L'intervallo dinamico effettivo, ossia il rapporto tra le aree scure e quelle chiare, supera di gran lunga quello percepito dall'occhio umano e quello delle immagini stampate su carta o visualizzate su un monitor. I valori di colore a 8 e 16 bpc con basso intervallo dinamico possono rappresentare livelli RGB solo dal nero al bianco - un segmento molto ridotto dell'intervallo dinamico del mondo reale.
I valori di colore a virgola mobile a 32 bpc con alto intervallo dinamico (HDR) possono rappresentare livelli di luminosità che superano di gran lunga quelli del bianco, compresi oggetti luminosi come la fiamma di una candela o il sole.
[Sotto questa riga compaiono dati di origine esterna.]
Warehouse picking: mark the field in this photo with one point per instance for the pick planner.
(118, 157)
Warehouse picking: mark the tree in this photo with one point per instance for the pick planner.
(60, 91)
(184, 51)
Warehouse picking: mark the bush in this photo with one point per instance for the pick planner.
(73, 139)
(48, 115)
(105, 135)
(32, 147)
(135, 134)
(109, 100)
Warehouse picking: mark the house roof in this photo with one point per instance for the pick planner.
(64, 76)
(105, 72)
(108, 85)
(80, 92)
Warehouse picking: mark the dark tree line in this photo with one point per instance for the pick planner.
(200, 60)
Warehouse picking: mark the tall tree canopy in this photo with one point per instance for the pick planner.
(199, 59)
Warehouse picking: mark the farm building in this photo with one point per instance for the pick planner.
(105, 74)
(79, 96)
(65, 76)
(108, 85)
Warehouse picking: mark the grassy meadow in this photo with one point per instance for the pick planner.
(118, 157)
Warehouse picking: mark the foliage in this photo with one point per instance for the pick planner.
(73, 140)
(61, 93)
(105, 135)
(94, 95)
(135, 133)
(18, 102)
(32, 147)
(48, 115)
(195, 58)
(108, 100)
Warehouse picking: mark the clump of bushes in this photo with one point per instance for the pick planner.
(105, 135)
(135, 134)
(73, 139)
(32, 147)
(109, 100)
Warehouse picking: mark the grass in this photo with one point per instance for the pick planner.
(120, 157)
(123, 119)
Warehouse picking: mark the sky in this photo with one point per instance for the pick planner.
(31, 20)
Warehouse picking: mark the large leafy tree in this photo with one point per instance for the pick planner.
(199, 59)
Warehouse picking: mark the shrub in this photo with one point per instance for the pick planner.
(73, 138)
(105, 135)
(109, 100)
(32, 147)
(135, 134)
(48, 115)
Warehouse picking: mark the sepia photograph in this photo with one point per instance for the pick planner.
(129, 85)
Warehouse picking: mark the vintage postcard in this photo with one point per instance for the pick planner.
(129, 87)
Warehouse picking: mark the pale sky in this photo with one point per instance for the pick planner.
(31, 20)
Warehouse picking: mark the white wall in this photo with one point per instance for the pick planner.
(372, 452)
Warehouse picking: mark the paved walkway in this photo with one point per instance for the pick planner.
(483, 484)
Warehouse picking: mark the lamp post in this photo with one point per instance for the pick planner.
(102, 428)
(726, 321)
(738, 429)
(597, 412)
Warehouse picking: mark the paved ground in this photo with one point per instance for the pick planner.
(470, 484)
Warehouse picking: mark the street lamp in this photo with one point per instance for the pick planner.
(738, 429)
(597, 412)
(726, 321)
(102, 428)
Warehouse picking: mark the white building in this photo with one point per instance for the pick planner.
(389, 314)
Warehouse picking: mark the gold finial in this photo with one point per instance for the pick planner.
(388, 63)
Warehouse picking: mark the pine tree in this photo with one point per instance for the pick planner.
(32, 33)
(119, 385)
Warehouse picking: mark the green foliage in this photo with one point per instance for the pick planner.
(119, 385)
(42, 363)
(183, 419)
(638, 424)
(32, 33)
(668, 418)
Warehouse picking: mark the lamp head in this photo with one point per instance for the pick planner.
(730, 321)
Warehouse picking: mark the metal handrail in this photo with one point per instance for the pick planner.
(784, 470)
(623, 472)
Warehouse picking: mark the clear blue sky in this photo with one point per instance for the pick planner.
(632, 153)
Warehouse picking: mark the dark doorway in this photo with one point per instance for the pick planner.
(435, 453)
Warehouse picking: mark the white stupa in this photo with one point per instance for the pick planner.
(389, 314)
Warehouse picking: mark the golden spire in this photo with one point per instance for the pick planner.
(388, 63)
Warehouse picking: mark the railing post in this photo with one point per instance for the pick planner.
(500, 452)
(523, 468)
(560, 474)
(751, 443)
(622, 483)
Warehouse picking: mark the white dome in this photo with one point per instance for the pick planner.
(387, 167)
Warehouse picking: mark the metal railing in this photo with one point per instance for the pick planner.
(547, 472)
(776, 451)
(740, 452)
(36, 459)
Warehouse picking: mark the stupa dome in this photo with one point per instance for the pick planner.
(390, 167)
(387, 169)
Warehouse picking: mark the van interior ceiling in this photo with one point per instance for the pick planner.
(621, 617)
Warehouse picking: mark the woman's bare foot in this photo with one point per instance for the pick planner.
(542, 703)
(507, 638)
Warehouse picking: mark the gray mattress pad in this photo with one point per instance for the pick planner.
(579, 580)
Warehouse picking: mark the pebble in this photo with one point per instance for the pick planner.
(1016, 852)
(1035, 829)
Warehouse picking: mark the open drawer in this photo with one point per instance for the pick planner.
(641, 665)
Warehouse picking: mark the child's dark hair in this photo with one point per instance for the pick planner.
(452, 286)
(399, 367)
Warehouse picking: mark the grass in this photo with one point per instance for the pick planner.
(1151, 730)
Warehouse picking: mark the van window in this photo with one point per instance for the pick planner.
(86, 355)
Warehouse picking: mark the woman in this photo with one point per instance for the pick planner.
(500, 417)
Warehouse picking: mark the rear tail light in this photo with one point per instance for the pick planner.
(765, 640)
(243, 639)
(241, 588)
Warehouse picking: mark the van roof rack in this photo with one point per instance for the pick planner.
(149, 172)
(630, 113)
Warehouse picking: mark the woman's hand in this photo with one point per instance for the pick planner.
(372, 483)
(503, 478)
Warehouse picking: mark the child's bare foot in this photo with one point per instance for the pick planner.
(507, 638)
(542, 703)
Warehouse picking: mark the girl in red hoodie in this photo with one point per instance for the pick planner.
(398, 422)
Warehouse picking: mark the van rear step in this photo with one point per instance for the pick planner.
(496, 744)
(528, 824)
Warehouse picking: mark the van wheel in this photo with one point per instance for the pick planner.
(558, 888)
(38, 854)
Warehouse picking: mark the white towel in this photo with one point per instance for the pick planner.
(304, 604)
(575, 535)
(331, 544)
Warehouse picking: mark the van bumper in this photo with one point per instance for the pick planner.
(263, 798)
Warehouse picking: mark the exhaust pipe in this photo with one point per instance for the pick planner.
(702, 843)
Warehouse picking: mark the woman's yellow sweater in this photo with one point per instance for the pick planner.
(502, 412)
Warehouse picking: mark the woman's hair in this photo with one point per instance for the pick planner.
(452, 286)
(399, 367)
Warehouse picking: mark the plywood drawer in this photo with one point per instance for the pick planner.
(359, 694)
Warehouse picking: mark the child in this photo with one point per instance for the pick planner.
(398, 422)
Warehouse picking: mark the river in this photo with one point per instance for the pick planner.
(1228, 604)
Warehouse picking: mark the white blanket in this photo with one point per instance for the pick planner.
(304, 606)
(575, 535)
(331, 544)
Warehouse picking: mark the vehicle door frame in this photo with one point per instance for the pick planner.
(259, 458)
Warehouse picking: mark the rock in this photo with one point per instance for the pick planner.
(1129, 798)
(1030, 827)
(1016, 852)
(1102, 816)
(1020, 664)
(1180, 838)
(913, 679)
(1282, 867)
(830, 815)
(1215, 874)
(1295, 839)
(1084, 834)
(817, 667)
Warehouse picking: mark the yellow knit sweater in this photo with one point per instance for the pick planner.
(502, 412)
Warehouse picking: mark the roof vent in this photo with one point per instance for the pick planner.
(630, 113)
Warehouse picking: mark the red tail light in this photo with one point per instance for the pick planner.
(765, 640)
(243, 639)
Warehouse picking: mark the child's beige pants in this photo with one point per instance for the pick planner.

Poiché possiamo vedere solo un sottoinsieme dei valori di luminanza di una scena del mondo reale in un'immagine HDR visualizzata su monitor, talvolta è necessario regolare l'esposizione o la quantità di luce catturata in un'immagine, durante l'elaborazione di un'immagine HDR. Regolare l'esposizione di un'immagine HDR è come regolare l'esposizione fotografando una scena del mondo reale, consentendovi di mettere in risalto i dettagli nelle zone molto scure o molto illuminate
Potete usare l'effetto HDR Compander per comprimere l'intervallo dinamico di un livello con un elemento di metraggio HDR come sorgente. Ciò vi consente di utilizzare gli strumenti che non supportano l'HDR, ad esempio gli effetti a 8 e 16 bit. Al termine delle operazioni, usate l'effetto HDR Compander per annullare la compressione dell'intervallo dinamico. L'effetto HDR Highlight Compression vi consente di comprimere i valori di luce in un'immagine HDR in modo tale che rientrino nell'intervallo di valori di un'immagine con bassi valori di intervallo dinamico.